FILE - Under a portrait of the late Hugo Chavez, Venezuela's President Nicolas Maduro, fourth from right, and Nicaragua's President Daniel Ortega, third from right, preside over 8th Petrocaribe Summit in Managua, Nicaragua, June 29, 2013.
Guatemala has withdrawn from the Venezuelan-led Petrocaribe oil alliance after the Central American nation failed to negotiate favorable rates for purchases and financing, a vice-presidential spokesperson said on Monday.

Guatemala joined the 18-member group in May, seeking an interest rate of below 2 percent on its deferred purchases of Venezuelan oil.

“We did not get the benefits that the country hoped for,” spokeswoman Karen Cardona said.
Venezuela's late president, Hugo Chavez, founded Petrocaribe in 2005 as an alliance that allows its member states to buy oil from Venezuela at favorable rates and with easy payment plans.

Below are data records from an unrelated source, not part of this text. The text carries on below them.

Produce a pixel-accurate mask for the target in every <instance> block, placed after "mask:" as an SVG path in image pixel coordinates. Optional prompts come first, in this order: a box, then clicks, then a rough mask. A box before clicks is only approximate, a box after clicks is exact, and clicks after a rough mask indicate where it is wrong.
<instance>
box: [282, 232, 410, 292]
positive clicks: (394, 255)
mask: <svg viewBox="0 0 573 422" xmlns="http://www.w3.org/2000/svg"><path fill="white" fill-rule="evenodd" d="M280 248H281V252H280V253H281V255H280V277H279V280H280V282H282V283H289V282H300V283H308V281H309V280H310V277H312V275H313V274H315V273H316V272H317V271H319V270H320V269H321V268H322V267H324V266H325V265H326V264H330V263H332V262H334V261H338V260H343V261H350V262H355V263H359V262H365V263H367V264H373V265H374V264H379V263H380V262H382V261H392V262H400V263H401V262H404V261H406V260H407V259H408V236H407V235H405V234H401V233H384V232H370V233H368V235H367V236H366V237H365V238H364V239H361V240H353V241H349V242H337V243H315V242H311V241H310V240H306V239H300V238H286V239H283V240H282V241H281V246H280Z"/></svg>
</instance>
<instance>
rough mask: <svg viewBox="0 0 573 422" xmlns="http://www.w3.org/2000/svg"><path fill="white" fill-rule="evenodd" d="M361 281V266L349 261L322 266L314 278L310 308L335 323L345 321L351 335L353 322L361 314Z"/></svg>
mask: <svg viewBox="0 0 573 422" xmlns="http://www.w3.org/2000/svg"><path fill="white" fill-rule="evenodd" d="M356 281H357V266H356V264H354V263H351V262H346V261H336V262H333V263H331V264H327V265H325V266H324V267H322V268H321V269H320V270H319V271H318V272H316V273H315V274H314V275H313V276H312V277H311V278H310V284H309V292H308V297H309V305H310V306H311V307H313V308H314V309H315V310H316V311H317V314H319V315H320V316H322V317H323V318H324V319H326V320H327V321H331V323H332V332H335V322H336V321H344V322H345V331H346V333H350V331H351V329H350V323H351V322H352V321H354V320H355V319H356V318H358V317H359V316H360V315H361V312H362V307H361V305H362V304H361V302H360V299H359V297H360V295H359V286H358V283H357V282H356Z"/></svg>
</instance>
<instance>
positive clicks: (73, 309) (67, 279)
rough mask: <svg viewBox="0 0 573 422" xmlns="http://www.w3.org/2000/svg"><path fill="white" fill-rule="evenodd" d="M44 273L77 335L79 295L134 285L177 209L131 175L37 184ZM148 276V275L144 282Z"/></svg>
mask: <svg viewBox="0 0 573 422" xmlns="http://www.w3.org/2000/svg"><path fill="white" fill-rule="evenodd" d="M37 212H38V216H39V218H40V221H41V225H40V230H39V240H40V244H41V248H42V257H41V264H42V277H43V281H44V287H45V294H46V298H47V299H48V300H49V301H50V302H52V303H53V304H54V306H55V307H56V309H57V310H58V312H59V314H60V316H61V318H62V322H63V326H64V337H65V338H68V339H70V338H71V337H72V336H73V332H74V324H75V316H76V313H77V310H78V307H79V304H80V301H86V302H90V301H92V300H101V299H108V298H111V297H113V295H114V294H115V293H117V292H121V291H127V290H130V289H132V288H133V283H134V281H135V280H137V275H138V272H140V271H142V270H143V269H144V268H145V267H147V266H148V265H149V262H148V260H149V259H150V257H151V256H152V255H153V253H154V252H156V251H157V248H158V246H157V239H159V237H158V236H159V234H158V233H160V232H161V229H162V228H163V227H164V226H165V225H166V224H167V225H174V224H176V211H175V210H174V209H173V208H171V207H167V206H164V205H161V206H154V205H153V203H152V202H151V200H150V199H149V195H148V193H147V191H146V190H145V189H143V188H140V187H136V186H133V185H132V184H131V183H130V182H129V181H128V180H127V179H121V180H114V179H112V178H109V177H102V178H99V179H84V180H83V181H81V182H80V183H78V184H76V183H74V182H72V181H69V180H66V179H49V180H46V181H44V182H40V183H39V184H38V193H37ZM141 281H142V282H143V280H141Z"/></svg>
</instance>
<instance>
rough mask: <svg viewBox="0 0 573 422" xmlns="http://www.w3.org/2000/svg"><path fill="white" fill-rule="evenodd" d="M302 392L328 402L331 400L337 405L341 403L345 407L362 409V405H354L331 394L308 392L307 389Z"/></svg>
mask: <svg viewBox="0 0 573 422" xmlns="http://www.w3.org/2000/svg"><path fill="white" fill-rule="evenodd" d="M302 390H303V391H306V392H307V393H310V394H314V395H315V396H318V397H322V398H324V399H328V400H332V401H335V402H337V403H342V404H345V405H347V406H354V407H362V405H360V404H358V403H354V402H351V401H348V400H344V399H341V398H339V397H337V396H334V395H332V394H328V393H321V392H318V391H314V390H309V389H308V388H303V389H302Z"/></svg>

Venezuela, suffering from cash flow constraints and product shortages, has apparently been trying to make changes to the Petrocaribe financing arrangements.

Venezuelan foreign minister Elias Jaua said in Mexico on Monday that “we are advancing toward a new phase with Petrocaribe from an energy alliance to a productive energy alliance,” without giving further details.

Venezuela has for months suffered from nagging product shortages, in part as a result of a lack of hard currency to import consumer goods.

Separately, Honduras, which rejoined the alliance in May, has been waiting since August for a fuel shipment from Venezuela that has been delayed due to “technical problems” in Venezuela's refineries, according to officials.